捻りもなければ、誇りもない。ただの呼び名だ



 十と八の歳から、俺は“神龍の肉”を解いて生計を立てた。名の如く、龍はこの世の神だ。

  ……だったものだ。


 神は、もう死んだ。 


だから人々はその死骸に群がり、血を吸い、骨を削り、脂を焚いて、いつまでも明かない夜をしのぐ。そうしなければならない。
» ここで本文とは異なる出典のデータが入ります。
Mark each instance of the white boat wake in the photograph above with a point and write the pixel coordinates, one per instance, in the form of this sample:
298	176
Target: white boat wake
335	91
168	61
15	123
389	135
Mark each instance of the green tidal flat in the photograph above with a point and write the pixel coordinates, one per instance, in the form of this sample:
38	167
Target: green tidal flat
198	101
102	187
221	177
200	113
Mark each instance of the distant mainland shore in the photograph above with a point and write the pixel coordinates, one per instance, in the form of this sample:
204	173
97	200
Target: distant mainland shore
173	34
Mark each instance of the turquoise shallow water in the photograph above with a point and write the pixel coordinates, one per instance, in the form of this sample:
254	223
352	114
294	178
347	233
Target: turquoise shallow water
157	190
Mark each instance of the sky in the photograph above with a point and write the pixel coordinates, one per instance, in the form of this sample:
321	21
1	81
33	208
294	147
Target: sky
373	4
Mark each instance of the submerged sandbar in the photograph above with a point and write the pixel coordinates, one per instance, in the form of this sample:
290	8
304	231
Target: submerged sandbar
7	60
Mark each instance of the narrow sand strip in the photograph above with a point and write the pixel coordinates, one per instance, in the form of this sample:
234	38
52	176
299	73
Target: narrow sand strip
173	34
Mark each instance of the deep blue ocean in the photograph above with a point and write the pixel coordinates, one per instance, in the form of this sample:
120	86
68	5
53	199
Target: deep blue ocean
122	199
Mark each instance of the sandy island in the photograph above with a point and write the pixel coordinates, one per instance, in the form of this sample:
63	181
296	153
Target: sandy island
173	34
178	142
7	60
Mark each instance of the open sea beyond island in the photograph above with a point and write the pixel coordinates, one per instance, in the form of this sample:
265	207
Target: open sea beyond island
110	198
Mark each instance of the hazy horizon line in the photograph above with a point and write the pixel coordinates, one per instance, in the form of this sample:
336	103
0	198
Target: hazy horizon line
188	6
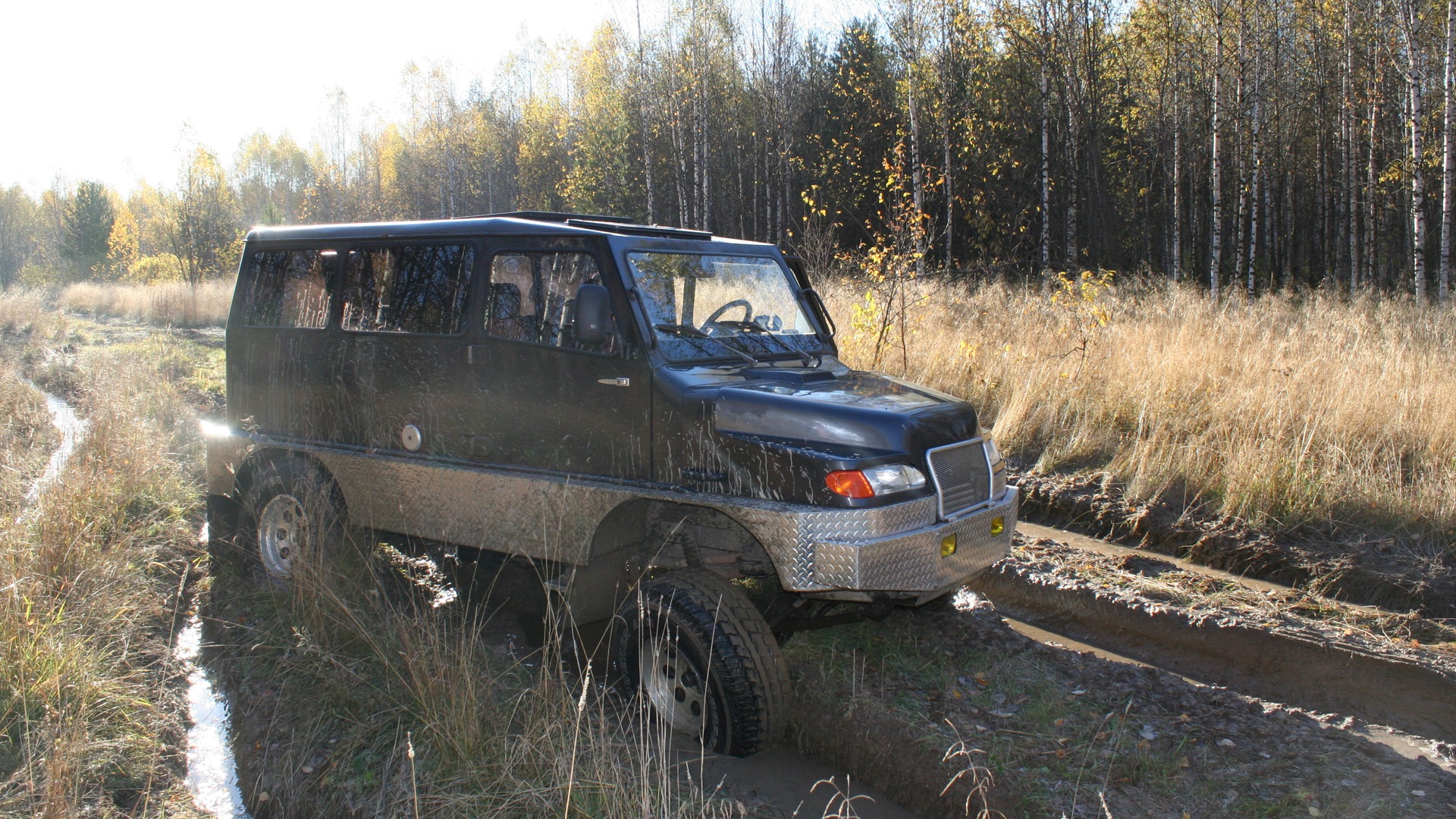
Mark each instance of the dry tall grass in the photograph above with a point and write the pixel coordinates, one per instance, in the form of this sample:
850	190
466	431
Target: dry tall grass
1286	410
425	716
165	305
25	439
91	583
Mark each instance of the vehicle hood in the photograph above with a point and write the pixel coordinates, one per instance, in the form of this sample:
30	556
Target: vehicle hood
854	416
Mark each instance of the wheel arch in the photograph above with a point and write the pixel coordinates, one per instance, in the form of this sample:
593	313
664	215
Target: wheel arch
645	535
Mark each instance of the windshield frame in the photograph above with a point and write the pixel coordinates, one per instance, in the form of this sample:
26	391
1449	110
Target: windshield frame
683	349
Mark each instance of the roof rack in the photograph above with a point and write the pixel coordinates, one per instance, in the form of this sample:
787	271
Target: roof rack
549	216
607	223
639	229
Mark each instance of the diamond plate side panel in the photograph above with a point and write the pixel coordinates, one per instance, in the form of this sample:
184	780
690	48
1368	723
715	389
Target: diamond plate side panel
545	516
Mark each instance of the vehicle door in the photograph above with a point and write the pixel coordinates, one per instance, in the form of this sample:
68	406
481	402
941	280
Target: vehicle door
544	398
403	344
277	357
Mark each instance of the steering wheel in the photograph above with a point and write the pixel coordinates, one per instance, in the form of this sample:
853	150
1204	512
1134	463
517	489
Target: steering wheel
747	311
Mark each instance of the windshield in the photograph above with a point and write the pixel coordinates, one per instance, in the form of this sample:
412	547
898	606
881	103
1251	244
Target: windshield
739	302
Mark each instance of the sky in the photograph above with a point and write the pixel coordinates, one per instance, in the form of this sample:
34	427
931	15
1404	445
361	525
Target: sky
115	91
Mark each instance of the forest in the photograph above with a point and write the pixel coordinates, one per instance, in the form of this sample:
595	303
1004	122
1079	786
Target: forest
1248	145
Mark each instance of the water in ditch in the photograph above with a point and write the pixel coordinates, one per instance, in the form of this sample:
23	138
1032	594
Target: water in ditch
212	771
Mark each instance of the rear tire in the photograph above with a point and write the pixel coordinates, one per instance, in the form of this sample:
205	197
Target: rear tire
699	651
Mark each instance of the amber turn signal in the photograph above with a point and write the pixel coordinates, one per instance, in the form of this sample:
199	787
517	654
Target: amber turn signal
849	483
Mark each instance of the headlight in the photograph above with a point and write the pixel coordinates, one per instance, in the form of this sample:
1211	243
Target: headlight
874	482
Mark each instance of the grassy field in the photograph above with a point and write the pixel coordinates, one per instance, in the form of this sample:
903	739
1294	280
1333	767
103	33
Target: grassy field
1292	410
174	303
421	716
1286	411
93	577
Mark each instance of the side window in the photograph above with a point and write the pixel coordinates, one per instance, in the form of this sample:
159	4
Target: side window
408	289
533	297
289	289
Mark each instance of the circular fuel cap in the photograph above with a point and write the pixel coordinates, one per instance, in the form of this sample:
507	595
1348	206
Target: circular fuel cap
411	438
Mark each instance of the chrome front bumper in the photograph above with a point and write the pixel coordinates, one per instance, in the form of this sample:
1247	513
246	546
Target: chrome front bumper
890	548
912	561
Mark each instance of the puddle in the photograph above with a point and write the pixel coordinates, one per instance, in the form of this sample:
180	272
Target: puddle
212	773
72	428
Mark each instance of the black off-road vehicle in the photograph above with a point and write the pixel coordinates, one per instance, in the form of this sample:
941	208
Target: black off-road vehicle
654	417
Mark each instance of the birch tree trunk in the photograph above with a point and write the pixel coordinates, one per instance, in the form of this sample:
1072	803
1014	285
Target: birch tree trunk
1413	77
1177	262
1347	133
1216	171
1448	171
1046	181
 俺の仕事は、灰を降らせるそんな“神の死骸”からとりわけ食える部分を選り分けること。故に解体人、か

仕事の半分はこれ。


けれど、あるとき触れた感触に、思わず動転した。

それはあまりに眩しかった。


手で隠そうとするが、無駄だった。


 神は光に似ていた。

皮膚は光を反射する金属のように冷たく、

それゆえに発光しているかのように見える。


叩けば金属のような音を返す。

切り裂けば、音が増す。


「骨が音を帯びているのか」と驚いたのは、最初のことだった。

骨の中は空洞が多く、音を反響させる構造になっていた



 俺は鳴り響くその肋、その骨、その音へ向かって、斧を振るい続けて砕く、砕く、砕く、砕く、

砕く。

 砕く。

砕く、砕く、砕く。

砕くそのたび、耳の奥で「讃歌」のような振動を聞く。

 だが、いつからか――それが「呻き」に変わった。

だから俺は、いつも自分に問いかけている。

今も、こうして。そうだ

 ──本当に、これは死骸か?


 ある夜のことだった。

俺は、神の眼窩から降る灰を眺めていた。


そこに、ひとひらの灯があった。


誰かが、火を点けたのだ。


この地では風が吹かぬ。

だからこそ、火を灯すことは禁忌だった。


火は──記憶を呼び起こす。


忘れることこそが、この地における生の術であるにもかかわらず。


 俺はその燈に近づいた。

そして、見た。


ひとりの女が、神の眼窩にのしかかるようにして、かすかな火を掲げていた。


 眼のない神の頭蓋に、灯りを点す――それはまるで、神を再び目覚めさせようとするかのようだった。


 「おまえは誰だ」

俺が問うと、女は言った。

「まだ、名を持たない」


 その声は、燈の火のように儚く、降り注ぐ灰のように重厚だった。